Monday, Dec. 29, 1986
Thunder to the Right
The speeches were dramatically illustrated with slides and maps of Central America. The case for Nicaragua's contra rebels was presented starkly, with powerful emotion. "All we offer (them) is a chance to die for a cause they believe in," Lieut. Colonel Oliver North told a rapt audience in Nashville. "If we fail to provide the support that is so necessary for these people, this country, which last year had 23 of its citizens killed by terrorism around the world, will very soon find its citizens being gunned down on its own streets."
North, it became clearer last week, was not only the point man in a clandestine effort to support the contras; he was also a hot speaker on the private contra fund-raising circuit. The National Security Council aide began briefing private groups on Central America in 1983 at weekly sessions organized by the White House Office of Public Liaison, and he was soon in demand among conservative groups nationwide. His remarks in Nashville, quoted from a tape obtained by the Washington Post, were to the Council for National Policy, a group of about 500 influential conservatives including Colorado Brewer Joseph Coors, Texas Millionaire Nelson Bunker Hunt and the Rev. Jerry Falwell. "Ollie let you know what is really going on in Central America," says Bradley Keena, political director of the Leadership Foundation, another conservative lobby. "Nobody really knew like Ollie knew."
Some suggest that North may have done more than just rally the right to the contra camp. The Lowell (Mass.) Sun charged last week that $5 million from the sales of U.S. arms to Iran, which North had helped engineer, had been funneled to right-wing groups that included the relatively unknown National Endowment for the Preservation of Liberty. The money, said the Sun, was used "to boost conservative candidates in the U.S. and to oppose critics of the Reagan Administration's Central American policy." No other news organization has confirmed the story, which the endowment's director, Carl ("Spitz") Channell, denounced as "outrageous, libelous lies."
Channell, 41, runs a total of nine foundations and political-action committees for right-wing causes. He has raised money from such well-known conservative donors as Ellen Garwood of Austin, who once gave a helicopter to the contras. At a dinner in Washington's Willard Hotel on Nov. 11, North presented Channell with a thank-you letter from Ronald Reagan, expressing the President's appreciation for Channell's pro-contra efforts. When Congress was debating a resumption of military aid to the contras, earlier this year, Channell's Liberty endowment boasted that it would spend more than $2.5 million "in support of our President's accurately reasoned policies regarding the threat that Communist Nicaragua now poses." Last week Channell declared that all of his organizations' funds were "solicited from patriotic American citizens."
Few White House staffers believe North would have involved himself in specific political campaigns. His expenses on the speech circuit were usually paid for by his private hosts. Members of these organizations say North would leave before the fund-raising pitches began.
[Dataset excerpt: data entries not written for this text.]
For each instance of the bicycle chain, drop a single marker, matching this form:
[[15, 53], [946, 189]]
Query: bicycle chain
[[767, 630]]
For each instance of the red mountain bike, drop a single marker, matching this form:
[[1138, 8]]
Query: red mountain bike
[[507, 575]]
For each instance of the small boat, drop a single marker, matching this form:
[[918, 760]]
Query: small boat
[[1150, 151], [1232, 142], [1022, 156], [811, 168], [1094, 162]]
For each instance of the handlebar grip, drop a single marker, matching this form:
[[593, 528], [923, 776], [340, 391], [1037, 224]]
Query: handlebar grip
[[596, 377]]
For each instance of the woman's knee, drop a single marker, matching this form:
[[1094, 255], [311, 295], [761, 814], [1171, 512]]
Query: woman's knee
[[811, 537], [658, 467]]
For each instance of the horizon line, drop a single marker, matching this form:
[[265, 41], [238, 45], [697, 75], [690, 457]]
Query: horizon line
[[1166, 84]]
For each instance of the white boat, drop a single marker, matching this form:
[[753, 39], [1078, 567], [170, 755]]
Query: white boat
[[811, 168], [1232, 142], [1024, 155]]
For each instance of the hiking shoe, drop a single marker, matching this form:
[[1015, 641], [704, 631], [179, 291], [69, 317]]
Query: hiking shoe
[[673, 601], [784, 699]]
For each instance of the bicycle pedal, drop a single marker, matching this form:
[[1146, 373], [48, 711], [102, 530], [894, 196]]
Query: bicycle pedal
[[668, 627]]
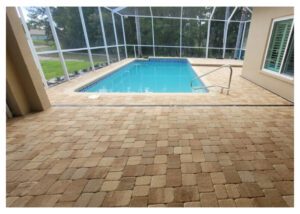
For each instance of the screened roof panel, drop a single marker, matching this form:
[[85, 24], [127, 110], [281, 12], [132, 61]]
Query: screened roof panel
[[241, 14], [222, 13], [135, 11], [166, 11], [197, 12]]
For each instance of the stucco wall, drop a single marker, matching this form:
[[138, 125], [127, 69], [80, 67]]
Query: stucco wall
[[25, 90], [257, 46]]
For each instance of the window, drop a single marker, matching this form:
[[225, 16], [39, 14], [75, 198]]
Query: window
[[280, 53]]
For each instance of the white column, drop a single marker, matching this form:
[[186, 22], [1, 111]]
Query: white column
[[124, 36], [180, 41], [116, 36], [103, 33], [32, 48], [241, 46], [57, 43], [208, 31], [226, 31], [86, 38], [153, 39]]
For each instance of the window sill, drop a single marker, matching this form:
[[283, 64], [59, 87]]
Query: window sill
[[280, 77]]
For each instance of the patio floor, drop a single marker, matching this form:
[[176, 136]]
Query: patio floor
[[83, 153]]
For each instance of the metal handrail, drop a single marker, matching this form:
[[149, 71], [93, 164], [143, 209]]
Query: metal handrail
[[222, 87]]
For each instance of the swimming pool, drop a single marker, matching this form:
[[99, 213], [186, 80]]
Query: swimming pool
[[149, 76]]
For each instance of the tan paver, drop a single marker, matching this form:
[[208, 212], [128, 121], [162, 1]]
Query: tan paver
[[243, 157]]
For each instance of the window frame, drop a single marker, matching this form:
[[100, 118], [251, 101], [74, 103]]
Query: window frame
[[279, 75]]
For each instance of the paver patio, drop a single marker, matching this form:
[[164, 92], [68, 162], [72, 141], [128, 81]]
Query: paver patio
[[83, 153]]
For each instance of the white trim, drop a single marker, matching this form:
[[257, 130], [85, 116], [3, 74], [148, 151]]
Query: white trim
[[180, 39], [124, 36], [55, 37], [183, 18], [32, 48], [86, 38], [118, 9], [116, 36], [249, 9], [226, 31], [103, 34], [242, 42], [268, 44], [276, 75], [208, 31], [153, 38]]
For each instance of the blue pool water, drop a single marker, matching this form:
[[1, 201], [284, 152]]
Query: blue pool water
[[149, 76]]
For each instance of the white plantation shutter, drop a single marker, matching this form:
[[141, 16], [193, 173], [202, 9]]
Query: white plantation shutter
[[278, 43]]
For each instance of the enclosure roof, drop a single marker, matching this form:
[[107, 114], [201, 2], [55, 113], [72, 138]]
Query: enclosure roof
[[218, 13]]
The White House aide seemed careful to keep within legal limits. "I can't tell you what you should do" was how he frequently prefaced his remarks. "You know what's out there, what the contras face."
L. Francis Bouchey, a Council for National Policy member, says North was a "very effective speaker" but not the master strategist for coordinating the private contra-aid efforts. "I would call Ollie and bounce ideas off him," says Bouchey, "but he was very busy and not really that helpful."